The Eurogroup appeared to show flexibility on the details of how Cyprus should implement the unprecedented haircut on bank deposits, following the backlash created by its decision last Saturday to take 6.75 per cent from insured depositors with under €100,000 in a Cyprus-based bank, and 9.9 per cent from deposits over that amount.
The Cyprus deal had a negative effect on financial markets yesterday, with shares, the euro and the bonds of southern eurozone countries sliding.
Uncertainty reigned as a Cypriot parliamentary vote on Saturday’s deal was postponed twice- from Sunday to Monday and then to Tuesday- with the government nowhere near certain of winning a majority vote.
The ongoing confusion led the Central Bank to announce yesterday that all banks will be closed today and tomorrow, doubtless in a move to avoid a run on bank deposits.
Ahead of a plenary session in the legislature, scheduled for 6pm today, the eurozone’s finance ministers held a teleconference call for one and a half hours last night to take a second look at their initial decision.
According to Reuters, the EU finance ministers said they favoured a higher, 15.6% hit for richer savers so more modest accounts could be spared.
Various reports suggest it was exactly this kind of deal that the Cypriot delegation in Brussels rejected at the weekend, fearing the destruction of their banking model which lures money from rich Russians and others.
It was not clear if Nicosia will accept it now but if it does, it would still need to raise €5.8 billion from the bank levy as planned, a Greek finance ministry source said, as well as get the levy passed through parliament.
“All Eurogroup ministers said (last night) they wished there was no tax below €100,000 but you can’t force a country to not do that,” the Greek source told Reuters.
“Cyprus doesn’t want to impose a large tax above €100,000 because the money will flow out. Two thirds of deposits are from abroad,” he added.
Eurogroup President Jeroen Dijsselbloem released a statement after the teleconference recalling that the weekend’s controversial decision was the product of “consensus” between the Cypriot government and the Eurogroup”.
He reiterated that the stability levy on deposits is a “one-off measure” to restore the viability of the Cypriot banking system and safeguard financial stability in Cyprus, adding that without it, deposit holders would be “significantly worse off”.

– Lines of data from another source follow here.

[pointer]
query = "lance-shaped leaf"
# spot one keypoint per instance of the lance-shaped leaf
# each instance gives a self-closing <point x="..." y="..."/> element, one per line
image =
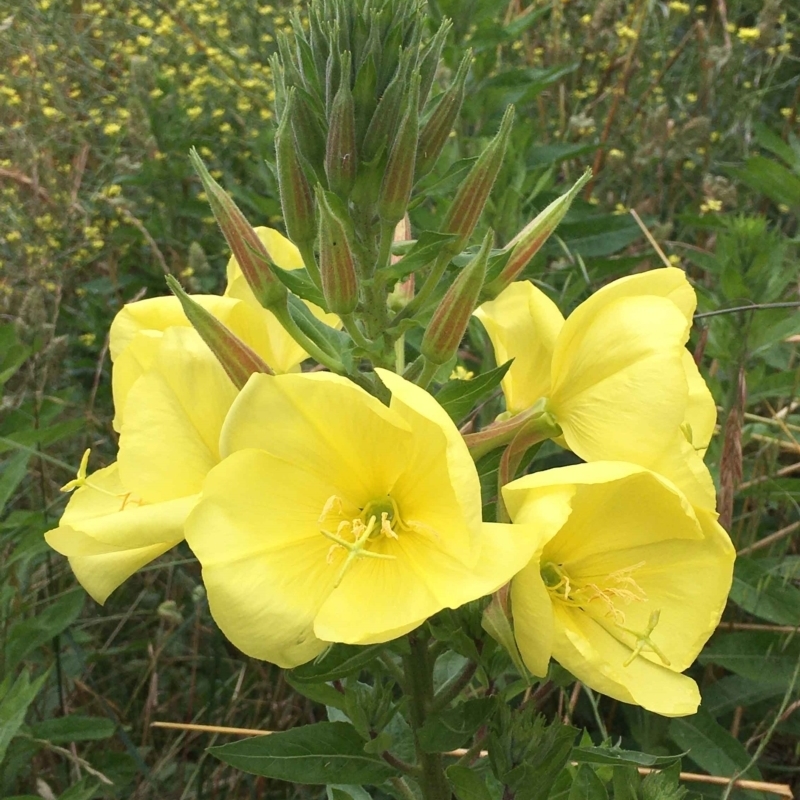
<point x="340" y="153"/>
<point x="473" y="193"/>
<point x="297" y="199"/>
<point x="524" y="246"/>
<point x="451" y="318"/>
<point x="237" y="359"/>
<point x="436" y="131"/>
<point x="398" y="179"/>
<point x="245" y="243"/>
<point x="336" y="265"/>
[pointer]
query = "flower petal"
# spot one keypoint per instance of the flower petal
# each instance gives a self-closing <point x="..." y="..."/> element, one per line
<point x="324" y="424"/>
<point x="256" y="533"/>
<point x="523" y="324"/>
<point x="596" y="658"/>
<point x="619" y="388"/>
<point x="173" y="417"/>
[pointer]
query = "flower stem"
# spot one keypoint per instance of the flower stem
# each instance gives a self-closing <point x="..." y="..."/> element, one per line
<point x="419" y="682"/>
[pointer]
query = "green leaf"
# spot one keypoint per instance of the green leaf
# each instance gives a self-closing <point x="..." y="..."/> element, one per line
<point x="335" y="663"/>
<point x="453" y="727"/>
<point x="26" y="636"/>
<point x="74" y="728"/>
<point x="458" y="398"/>
<point x="298" y="283"/>
<point x="14" y="701"/>
<point x="467" y="784"/>
<point x="771" y="179"/>
<point x="614" y="757"/>
<point x="12" y="472"/>
<point x="710" y="746"/>
<point x="764" y="595"/>
<point x="312" y="754"/>
<point x="760" y="656"/>
<point x="587" y="786"/>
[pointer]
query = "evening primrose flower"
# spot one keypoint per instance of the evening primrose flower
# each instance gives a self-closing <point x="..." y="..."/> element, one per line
<point x="627" y="584"/>
<point x="129" y="513"/>
<point x="333" y="518"/>
<point x="615" y="375"/>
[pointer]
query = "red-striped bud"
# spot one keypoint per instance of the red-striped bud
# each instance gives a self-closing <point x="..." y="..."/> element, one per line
<point x="247" y="247"/>
<point x="236" y="358"/>
<point x="398" y="180"/>
<point x="528" y="241"/>
<point x="450" y="320"/>
<point x="436" y="131"/>
<point x="336" y="265"/>
<point x="473" y="193"/>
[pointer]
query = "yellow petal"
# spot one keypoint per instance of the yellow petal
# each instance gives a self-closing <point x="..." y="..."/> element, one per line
<point x="523" y="324"/>
<point x="108" y="535"/>
<point x="173" y="417"/>
<point x="325" y="425"/>
<point x="619" y="388"/>
<point x="256" y="533"/>
<point x="667" y="282"/>
<point x="594" y="657"/>
<point x="701" y="412"/>
<point x="440" y="474"/>
<point x="379" y="600"/>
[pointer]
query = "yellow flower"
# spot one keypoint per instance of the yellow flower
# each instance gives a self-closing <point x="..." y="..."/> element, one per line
<point x="627" y="585"/>
<point x="615" y="375"/>
<point x="333" y="518"/>
<point x="129" y="513"/>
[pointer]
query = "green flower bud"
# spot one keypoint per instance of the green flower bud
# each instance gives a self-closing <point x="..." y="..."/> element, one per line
<point x="236" y="358"/>
<point x="247" y="247"/>
<point x="473" y="193"/>
<point x="336" y="265"/>
<point x="297" y="200"/>
<point x="436" y="131"/>
<point x="398" y="179"/>
<point x="529" y="240"/>
<point x="450" y="320"/>
<point x="340" y="153"/>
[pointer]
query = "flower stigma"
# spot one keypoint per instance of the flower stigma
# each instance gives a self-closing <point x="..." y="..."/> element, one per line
<point x="377" y="520"/>
<point x="620" y="588"/>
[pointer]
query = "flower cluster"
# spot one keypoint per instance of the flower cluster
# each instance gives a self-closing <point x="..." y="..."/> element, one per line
<point x="320" y="514"/>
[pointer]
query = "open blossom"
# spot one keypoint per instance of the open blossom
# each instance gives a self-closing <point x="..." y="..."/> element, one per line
<point x="615" y="375"/>
<point x="627" y="584"/>
<point x="333" y="518"/>
<point x="129" y="513"/>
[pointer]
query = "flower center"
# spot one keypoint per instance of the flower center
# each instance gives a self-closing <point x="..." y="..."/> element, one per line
<point x="618" y="589"/>
<point x="377" y="520"/>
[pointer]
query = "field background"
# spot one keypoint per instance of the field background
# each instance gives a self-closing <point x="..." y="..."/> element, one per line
<point x="688" y="114"/>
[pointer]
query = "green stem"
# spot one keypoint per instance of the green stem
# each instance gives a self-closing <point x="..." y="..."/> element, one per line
<point x="316" y="352"/>
<point x="309" y="259"/>
<point x="419" y="680"/>
<point x="427" y="288"/>
<point x="429" y="369"/>
<point x="351" y="326"/>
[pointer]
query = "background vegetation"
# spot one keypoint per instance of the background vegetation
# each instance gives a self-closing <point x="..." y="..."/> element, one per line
<point x="688" y="114"/>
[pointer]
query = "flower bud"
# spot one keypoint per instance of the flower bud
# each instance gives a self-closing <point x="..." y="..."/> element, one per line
<point x="436" y="131"/>
<point x="236" y="358"/>
<point x="474" y="191"/>
<point x="529" y="240"/>
<point x="450" y="320"/>
<point x="398" y="179"/>
<point x="340" y="151"/>
<point x="297" y="200"/>
<point x="336" y="265"/>
<point x="247" y="247"/>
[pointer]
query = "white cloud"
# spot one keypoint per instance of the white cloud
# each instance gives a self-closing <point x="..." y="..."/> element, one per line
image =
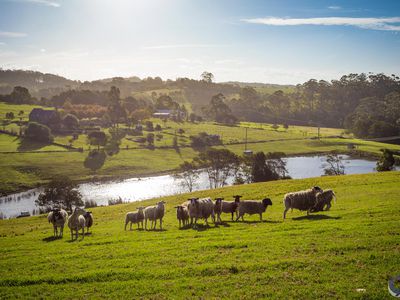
<point x="42" y="2"/>
<point x="181" y="46"/>
<point x="390" y="24"/>
<point x="12" y="34"/>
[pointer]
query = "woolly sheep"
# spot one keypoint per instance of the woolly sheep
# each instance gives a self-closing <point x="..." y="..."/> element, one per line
<point x="252" y="207"/>
<point x="76" y="222"/>
<point x="58" y="217"/>
<point x="136" y="217"/>
<point x="182" y="214"/>
<point x="302" y="200"/>
<point x="153" y="213"/>
<point x="324" y="198"/>
<point x="218" y="208"/>
<point x="88" y="220"/>
<point x="231" y="206"/>
<point x="201" y="209"/>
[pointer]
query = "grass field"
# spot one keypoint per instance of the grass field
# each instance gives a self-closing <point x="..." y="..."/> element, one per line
<point x="328" y="255"/>
<point x="37" y="165"/>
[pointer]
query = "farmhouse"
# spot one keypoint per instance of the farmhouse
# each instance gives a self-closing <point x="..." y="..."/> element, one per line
<point x="43" y="116"/>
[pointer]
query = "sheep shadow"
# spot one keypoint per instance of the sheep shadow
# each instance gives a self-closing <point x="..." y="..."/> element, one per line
<point x="259" y="221"/>
<point x="51" y="239"/>
<point x="316" y="218"/>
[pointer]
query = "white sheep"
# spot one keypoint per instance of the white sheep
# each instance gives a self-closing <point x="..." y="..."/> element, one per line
<point x="136" y="217"/>
<point x="302" y="200"/>
<point x="252" y="207"/>
<point x="153" y="213"/>
<point x="201" y="209"/>
<point x="76" y="222"/>
<point x="58" y="217"/>
<point x="88" y="220"/>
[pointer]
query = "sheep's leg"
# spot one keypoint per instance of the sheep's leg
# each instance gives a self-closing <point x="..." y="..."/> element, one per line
<point x="285" y="211"/>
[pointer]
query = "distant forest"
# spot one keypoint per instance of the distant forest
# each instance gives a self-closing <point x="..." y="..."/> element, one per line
<point x="366" y="104"/>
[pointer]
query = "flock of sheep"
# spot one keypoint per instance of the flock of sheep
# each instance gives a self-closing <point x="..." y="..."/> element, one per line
<point x="311" y="200"/>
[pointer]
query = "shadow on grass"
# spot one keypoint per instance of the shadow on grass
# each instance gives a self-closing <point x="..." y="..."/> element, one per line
<point x="30" y="145"/>
<point x="316" y="218"/>
<point x="263" y="221"/>
<point x="51" y="239"/>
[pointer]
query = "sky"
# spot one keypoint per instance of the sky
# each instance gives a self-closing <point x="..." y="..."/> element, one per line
<point x="282" y="42"/>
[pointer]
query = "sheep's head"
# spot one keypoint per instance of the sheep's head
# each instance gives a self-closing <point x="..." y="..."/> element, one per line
<point x="193" y="201"/>
<point x="317" y="189"/>
<point x="267" y="202"/>
<point x="218" y="200"/>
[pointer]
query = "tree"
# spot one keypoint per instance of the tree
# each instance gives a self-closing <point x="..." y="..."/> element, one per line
<point x="60" y="192"/>
<point x="70" y="121"/>
<point x="187" y="173"/>
<point x="334" y="164"/>
<point x="207" y="77"/>
<point x="38" y="132"/>
<point x="150" y="140"/>
<point x="97" y="138"/>
<point x="219" y="164"/>
<point x="386" y="162"/>
<point x="95" y="160"/>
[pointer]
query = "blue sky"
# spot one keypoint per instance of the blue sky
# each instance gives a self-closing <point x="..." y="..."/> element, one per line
<point x="285" y="42"/>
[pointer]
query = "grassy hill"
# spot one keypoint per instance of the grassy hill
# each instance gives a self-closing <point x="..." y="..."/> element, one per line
<point x="328" y="255"/>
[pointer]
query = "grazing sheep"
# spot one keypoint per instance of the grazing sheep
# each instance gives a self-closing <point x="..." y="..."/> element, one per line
<point x="201" y="209"/>
<point x="231" y="206"/>
<point x="135" y="217"/>
<point x="153" y="213"/>
<point x="324" y="198"/>
<point x="252" y="207"/>
<point x="218" y="208"/>
<point x="182" y="214"/>
<point x="302" y="200"/>
<point x="58" y="217"/>
<point x="88" y="220"/>
<point x="76" y="221"/>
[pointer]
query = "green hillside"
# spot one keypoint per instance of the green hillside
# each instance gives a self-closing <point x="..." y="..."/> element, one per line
<point x="348" y="252"/>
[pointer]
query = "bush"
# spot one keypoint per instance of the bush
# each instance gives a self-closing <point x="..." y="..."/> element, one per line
<point x="90" y="203"/>
<point x="38" y="132"/>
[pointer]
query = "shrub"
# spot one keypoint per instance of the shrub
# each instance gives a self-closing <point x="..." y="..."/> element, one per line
<point x="38" y="132"/>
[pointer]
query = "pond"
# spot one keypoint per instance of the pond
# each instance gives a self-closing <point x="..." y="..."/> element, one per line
<point x="135" y="189"/>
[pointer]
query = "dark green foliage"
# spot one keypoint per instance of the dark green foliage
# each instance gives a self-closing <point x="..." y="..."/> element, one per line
<point x="203" y="140"/>
<point x="95" y="160"/>
<point x="38" y="132"/>
<point x="97" y="138"/>
<point x="70" y="121"/>
<point x="334" y="164"/>
<point x="386" y="162"/>
<point x="220" y="164"/>
<point x="60" y="192"/>
<point x="263" y="167"/>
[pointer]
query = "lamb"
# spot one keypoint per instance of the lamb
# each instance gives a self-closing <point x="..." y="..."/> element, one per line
<point x="252" y="207"/>
<point x="182" y="214"/>
<point x="153" y="213"/>
<point x="231" y="206"/>
<point x="201" y="209"/>
<point x="88" y="220"/>
<point x="324" y="198"/>
<point x="218" y="208"/>
<point x="58" y="217"/>
<point x="302" y="200"/>
<point x="76" y="222"/>
<point x="135" y="217"/>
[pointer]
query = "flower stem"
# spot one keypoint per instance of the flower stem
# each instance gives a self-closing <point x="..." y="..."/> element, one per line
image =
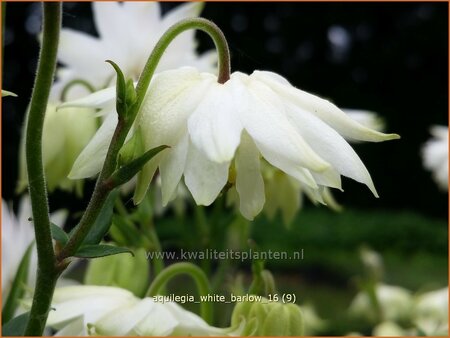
<point x="193" y="23"/>
<point x="197" y="275"/>
<point x="47" y="272"/>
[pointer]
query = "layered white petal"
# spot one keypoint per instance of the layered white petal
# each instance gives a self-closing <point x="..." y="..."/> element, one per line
<point x="90" y="160"/>
<point x="249" y="181"/>
<point x="204" y="178"/>
<point x="323" y="109"/>
<point x="72" y="52"/>
<point x="214" y="125"/>
<point x="262" y="115"/>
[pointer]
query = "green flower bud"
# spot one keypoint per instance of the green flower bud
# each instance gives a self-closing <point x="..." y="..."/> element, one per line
<point x="125" y="271"/>
<point x="265" y="318"/>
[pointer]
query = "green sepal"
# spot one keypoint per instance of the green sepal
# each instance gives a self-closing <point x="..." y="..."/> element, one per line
<point x="8" y="93"/>
<point x="59" y="234"/>
<point x="128" y="171"/>
<point x="17" y="288"/>
<point x="100" y="250"/>
<point x="103" y="221"/>
<point x="16" y="326"/>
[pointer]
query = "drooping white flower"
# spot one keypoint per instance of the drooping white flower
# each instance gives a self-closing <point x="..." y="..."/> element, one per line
<point x="210" y="125"/>
<point x="435" y="155"/>
<point x="17" y="235"/>
<point x="110" y="311"/>
<point x="127" y="34"/>
<point x="66" y="133"/>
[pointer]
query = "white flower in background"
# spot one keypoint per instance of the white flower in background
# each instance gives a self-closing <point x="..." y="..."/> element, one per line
<point x="210" y="125"/>
<point x="127" y="34"/>
<point x="435" y="155"/>
<point x="109" y="311"/>
<point x="430" y="312"/>
<point x="395" y="304"/>
<point x="17" y="235"/>
<point x="366" y="118"/>
<point x="66" y="133"/>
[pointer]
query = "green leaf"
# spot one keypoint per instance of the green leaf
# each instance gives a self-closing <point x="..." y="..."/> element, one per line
<point x="59" y="234"/>
<point x="100" y="250"/>
<point x="125" y="92"/>
<point x="127" y="172"/>
<point x="16" y="326"/>
<point x="8" y="93"/>
<point x="17" y="288"/>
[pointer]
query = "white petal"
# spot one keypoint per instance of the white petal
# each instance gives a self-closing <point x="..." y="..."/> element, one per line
<point x="331" y="146"/>
<point x="204" y="178"/>
<point x="100" y="99"/>
<point x="323" y="109"/>
<point x="249" y="181"/>
<point x="171" y="169"/>
<point x="262" y="114"/>
<point x="90" y="160"/>
<point x="214" y="126"/>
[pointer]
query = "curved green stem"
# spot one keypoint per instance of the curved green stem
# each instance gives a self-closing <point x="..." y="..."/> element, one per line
<point x="71" y="84"/>
<point x="197" y="275"/>
<point x="47" y="272"/>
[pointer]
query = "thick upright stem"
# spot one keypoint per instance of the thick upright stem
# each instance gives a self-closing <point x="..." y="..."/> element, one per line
<point x="48" y="272"/>
<point x="123" y="127"/>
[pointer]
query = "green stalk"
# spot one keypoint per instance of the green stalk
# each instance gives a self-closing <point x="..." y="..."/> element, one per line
<point x="48" y="271"/>
<point x="197" y="275"/>
<point x="102" y="189"/>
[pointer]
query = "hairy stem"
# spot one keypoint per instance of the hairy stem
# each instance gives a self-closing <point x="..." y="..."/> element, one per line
<point x="197" y="275"/>
<point x="48" y="271"/>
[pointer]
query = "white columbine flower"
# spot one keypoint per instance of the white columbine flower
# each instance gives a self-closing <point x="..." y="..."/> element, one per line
<point x="210" y="126"/>
<point x="127" y="34"/>
<point x="109" y="311"/>
<point x="435" y="155"/>
<point x="66" y="133"/>
<point x="17" y="235"/>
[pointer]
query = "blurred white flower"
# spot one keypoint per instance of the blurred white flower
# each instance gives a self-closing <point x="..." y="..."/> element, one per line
<point x="17" y="235"/>
<point x="127" y="34"/>
<point x="430" y="312"/>
<point x="210" y="125"/>
<point x="395" y="304"/>
<point x="435" y="155"/>
<point x="109" y="311"/>
<point x="66" y="133"/>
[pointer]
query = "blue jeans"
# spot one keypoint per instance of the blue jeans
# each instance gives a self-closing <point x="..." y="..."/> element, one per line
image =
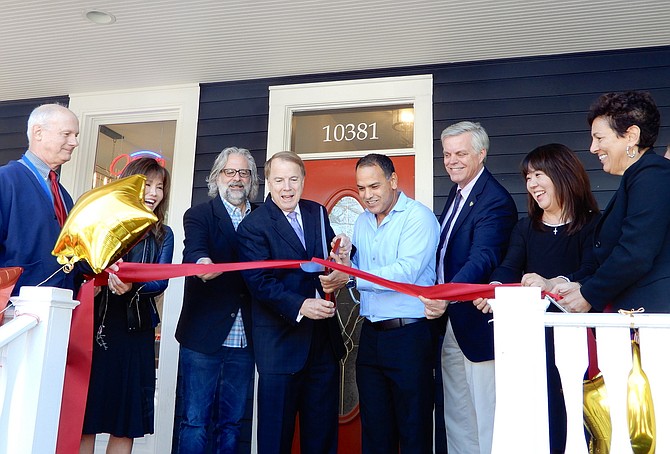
<point x="222" y="377"/>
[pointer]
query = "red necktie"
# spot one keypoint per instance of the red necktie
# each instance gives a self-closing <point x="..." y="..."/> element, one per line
<point x="59" y="206"/>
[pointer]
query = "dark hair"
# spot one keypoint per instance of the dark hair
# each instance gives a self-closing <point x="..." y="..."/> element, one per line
<point x="573" y="189"/>
<point x="374" y="159"/>
<point x="147" y="166"/>
<point x="623" y="110"/>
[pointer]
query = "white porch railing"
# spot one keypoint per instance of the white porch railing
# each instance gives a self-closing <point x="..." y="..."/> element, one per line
<point x="33" y="349"/>
<point x="521" y="421"/>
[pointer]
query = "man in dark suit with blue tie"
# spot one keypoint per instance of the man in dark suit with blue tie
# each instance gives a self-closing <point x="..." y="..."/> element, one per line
<point x="297" y="340"/>
<point x="216" y="357"/>
<point x="475" y="228"/>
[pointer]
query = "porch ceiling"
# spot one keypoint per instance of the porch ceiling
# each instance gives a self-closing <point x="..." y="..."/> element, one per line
<point x="49" y="48"/>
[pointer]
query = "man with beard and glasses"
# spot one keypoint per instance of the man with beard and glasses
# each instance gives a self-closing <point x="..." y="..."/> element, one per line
<point x="214" y="329"/>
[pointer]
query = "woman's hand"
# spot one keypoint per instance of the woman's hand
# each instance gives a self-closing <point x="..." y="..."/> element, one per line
<point x="116" y="286"/>
<point x="483" y="305"/>
<point x="572" y="299"/>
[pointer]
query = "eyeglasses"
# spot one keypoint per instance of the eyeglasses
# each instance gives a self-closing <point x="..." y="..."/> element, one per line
<point x="244" y="173"/>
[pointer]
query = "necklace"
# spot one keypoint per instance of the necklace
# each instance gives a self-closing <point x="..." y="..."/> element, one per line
<point x="555" y="226"/>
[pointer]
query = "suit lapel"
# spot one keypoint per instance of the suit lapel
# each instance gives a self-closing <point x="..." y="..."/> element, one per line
<point x="223" y="222"/>
<point x="284" y="230"/>
<point x="311" y="220"/>
<point x="450" y="200"/>
<point x="470" y="203"/>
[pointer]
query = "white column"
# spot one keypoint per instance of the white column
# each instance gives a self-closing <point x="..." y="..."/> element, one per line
<point x="521" y="421"/>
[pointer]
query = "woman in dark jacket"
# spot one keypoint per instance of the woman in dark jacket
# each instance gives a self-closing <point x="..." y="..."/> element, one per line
<point x="553" y="244"/>
<point x="122" y="385"/>
<point x="632" y="240"/>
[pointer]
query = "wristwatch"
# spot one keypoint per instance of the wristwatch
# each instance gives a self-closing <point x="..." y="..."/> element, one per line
<point x="351" y="283"/>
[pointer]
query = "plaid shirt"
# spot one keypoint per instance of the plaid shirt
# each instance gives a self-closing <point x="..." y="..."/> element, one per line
<point x="236" y="337"/>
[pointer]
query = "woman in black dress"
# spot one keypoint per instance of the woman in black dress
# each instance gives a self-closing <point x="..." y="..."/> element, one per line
<point x="123" y="376"/>
<point x="552" y="245"/>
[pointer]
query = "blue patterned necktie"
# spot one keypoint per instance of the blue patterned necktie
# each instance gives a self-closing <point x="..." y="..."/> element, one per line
<point x="293" y="220"/>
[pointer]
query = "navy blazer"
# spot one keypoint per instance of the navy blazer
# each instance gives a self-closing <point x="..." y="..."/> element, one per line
<point x="29" y="229"/>
<point x="210" y="307"/>
<point x="632" y="241"/>
<point x="476" y="246"/>
<point x="281" y="344"/>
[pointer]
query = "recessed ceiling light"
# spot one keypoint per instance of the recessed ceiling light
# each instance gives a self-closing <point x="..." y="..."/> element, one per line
<point x="99" y="17"/>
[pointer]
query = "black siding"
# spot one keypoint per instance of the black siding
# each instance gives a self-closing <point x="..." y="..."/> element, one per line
<point x="522" y="103"/>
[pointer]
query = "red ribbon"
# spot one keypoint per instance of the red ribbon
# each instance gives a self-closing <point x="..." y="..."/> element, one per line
<point x="78" y="366"/>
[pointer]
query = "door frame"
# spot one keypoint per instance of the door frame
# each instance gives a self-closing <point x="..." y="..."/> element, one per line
<point x="178" y="103"/>
<point x="416" y="90"/>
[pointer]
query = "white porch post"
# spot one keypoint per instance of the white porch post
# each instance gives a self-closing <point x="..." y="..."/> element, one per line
<point x="34" y="406"/>
<point x="521" y="419"/>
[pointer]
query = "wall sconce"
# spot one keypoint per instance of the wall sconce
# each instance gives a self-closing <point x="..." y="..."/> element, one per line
<point x="404" y="124"/>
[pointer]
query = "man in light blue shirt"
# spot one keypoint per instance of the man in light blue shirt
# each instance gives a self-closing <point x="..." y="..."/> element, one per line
<point x="396" y="238"/>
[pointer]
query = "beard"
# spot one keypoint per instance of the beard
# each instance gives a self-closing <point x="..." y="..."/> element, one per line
<point x="236" y="196"/>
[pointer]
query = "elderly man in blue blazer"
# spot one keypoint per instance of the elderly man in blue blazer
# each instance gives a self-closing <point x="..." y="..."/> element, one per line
<point x="297" y="339"/>
<point x="33" y="204"/>
<point x="475" y="227"/>
<point x="214" y="330"/>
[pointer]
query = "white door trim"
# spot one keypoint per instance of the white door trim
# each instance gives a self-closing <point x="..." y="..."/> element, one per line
<point x="178" y="103"/>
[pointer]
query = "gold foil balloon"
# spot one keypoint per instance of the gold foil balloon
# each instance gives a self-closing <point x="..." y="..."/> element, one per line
<point x="641" y="417"/>
<point x="104" y="224"/>
<point x="597" y="415"/>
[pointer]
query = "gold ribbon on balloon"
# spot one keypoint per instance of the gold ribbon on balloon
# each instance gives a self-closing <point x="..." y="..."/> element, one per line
<point x="641" y="416"/>
<point x="104" y="224"/>
<point x="597" y="415"/>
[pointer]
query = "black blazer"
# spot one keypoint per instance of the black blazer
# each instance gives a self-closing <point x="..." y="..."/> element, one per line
<point x="477" y="245"/>
<point x="282" y="344"/>
<point x="632" y="241"/>
<point x="210" y="307"/>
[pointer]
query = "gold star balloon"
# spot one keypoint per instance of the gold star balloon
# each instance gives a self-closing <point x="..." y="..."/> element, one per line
<point x="597" y="415"/>
<point x="641" y="416"/>
<point x="104" y="224"/>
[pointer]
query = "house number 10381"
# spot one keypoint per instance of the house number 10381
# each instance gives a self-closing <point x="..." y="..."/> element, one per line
<point x="349" y="132"/>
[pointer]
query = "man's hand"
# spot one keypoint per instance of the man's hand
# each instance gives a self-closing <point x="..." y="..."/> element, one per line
<point x="535" y="280"/>
<point x="317" y="309"/>
<point x="433" y="308"/>
<point x="207" y="276"/>
<point x="572" y="300"/>
<point x="116" y="286"/>
<point x="333" y="281"/>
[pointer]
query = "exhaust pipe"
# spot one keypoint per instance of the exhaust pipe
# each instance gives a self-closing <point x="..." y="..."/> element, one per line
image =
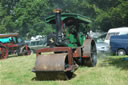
<point x="58" y="25"/>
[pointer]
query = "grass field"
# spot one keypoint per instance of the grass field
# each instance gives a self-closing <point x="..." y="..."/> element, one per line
<point x="111" y="70"/>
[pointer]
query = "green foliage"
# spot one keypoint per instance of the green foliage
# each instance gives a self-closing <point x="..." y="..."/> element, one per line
<point x="27" y="16"/>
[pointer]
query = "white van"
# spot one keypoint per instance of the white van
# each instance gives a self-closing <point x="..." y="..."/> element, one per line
<point x="115" y="31"/>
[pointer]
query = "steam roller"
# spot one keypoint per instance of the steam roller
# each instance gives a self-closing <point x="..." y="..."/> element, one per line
<point x="69" y="47"/>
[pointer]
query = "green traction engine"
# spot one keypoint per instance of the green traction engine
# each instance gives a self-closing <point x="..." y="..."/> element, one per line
<point x="70" y="47"/>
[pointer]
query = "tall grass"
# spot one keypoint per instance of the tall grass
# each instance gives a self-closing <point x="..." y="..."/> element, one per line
<point x="111" y="70"/>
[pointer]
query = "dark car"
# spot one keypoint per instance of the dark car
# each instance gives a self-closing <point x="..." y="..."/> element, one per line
<point x="119" y="44"/>
<point x="36" y="44"/>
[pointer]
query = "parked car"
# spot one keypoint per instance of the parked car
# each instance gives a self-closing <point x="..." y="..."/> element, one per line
<point x="36" y="44"/>
<point x="119" y="44"/>
<point x="115" y="31"/>
<point x="102" y="47"/>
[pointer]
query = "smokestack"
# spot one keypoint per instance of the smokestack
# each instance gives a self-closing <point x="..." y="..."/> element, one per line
<point x="58" y="21"/>
<point x="58" y="25"/>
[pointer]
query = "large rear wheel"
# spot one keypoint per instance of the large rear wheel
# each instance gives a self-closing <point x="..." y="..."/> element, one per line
<point x="92" y="60"/>
<point x="3" y="52"/>
<point x="89" y="49"/>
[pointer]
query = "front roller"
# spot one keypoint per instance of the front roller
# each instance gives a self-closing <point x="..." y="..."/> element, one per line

“The Eurogroup continues to be of the view that small depositors should be treated differently from large depositors and reaffirms the importance of fully guaranteeing deposits below €100,000,” he said.
Dijsselbloem said the Cypriot authorities “will introduce more progressivity in the one-off levy compared to what was agreed” last Saturday, provided that it still raises the €5.8 billion demanded to release the €10bn rescue package.
It has emerged the UN Envoy Alexander Downer would also be affected by the levy, if conditions remain unchanged. He confirmed that he had deposits in a Cyprus bank, although declined to say how much, only that it was under €100,000. While not claiming to be an expert on economic matters, he supported the decision to issue the levy; saying that he would rather lose 6.75% of his deposit than lose the whole sum should the bank collapse.